July 11, 2024

Student Loan Crisis: America’s $1.6 Trillion Dilemma

Image Credits: Kent Nishimura/Los Angeles Times via Getty Images

A Slow Return to Repayment

Student loan borrowers in the U.S. are taking their time resuming repayments after the last pandemic-related pause expired late last year. Repayments were paused for borrowers of federal student loans from mid-March 2020, when the COVID pandemic began, and remained in effect until Sept. 1, 2023, 3½ years after the repayment pause began.

The Numbers Behind the Debt

Data from the Department of Education shows that, as of the end of March of this year, almost 20 million borrowers have resumed making payments on their student loans, while roughly 19 million haven’t done so, leaving their accounts in a state of delinquency, default, or otherwise paused through deferment or forbearance. Borrowers have until September to take advantage of a so-called on-ramp that allows them to hold off on making payments without having the non-payments reported to credit bureaus. However, their accounts continue to accrue additional interest while the on-ramp is in effect.

The Growing Debt

The data showed that 42.8 million recipients of federal student loans owed a total of $1.62 trillion in debt as of the end of March. The number of recipients declined to its lowest level since the third quarter of 2022 amid President Biden’s student loan handout plans seeking to cancel or reduce outstanding balances for borrowers. Several iterations of Biden’s student loan debt cancelation plans have been rejected or put on hold by federal courts, prompting the administration to explore different ways to approach the issue that may pass legal muster.

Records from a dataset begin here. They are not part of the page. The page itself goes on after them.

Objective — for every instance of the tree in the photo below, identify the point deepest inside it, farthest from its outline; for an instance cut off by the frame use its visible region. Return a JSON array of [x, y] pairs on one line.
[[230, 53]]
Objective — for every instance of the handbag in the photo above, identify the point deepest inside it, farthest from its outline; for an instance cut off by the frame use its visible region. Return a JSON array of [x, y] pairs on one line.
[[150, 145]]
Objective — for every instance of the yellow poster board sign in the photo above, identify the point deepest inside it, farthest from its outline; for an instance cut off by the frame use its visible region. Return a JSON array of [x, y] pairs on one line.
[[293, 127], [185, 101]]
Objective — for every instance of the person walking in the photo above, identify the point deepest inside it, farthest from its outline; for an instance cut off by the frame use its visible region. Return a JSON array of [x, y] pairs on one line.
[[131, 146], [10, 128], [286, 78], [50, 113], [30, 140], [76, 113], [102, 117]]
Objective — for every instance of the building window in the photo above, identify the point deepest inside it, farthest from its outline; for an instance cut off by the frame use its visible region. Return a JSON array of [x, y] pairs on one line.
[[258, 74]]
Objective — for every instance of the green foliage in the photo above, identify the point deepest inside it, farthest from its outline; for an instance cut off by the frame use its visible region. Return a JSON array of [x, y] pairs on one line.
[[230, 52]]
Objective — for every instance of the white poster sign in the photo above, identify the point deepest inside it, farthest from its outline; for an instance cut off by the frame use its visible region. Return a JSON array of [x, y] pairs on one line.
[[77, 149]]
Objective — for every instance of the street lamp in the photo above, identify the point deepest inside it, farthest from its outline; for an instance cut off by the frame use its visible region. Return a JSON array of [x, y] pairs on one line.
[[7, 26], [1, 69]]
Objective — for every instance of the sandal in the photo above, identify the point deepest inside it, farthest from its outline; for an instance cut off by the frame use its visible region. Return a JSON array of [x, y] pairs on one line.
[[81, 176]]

Legal Battles and New Plans

The Biden administration’s new income-driven repayment (IDR) program, the Saving on a Valuable Education (SAVE) Plan, was the latest version to encounter legal headwinds. Last week, a federal court in Missouri barred the Biden administration from granting additional forgiveness to borrowers under the SAVE Plan. A federal judge in Kansas also found that the SAVE Plan was unlawful last week. However, a federal appellate court put that ruling on hold Tuesday, allowing the Education Department to continue cutting payments under the plan.

The SAVE Plan Explained

Announced in 2023, the SAVE Plan modified and replaced the existing IDR REPAYE Plan. The SAVE Plan calculates borrowers’ monthly payments based on their income and family size. It lowers costs for nearly all borrowers while granting forgiveness to borrowers who initially took out $12,000 or less in loans after ten years. It also includes an interest benefit for borrowers who make their total monthly payment, but the amount needs to be more to cover their monthly accrued interest. The federal government pays the remainder of the monthly accumulated interest under the plan. So, in effect, this provision prevents balances from growing due to unpaid interest.

As the nation grapples with this $1.6 trillion challenge, the path to resolving the student loan crisis remains fraught with legal battles and economic uncertainty.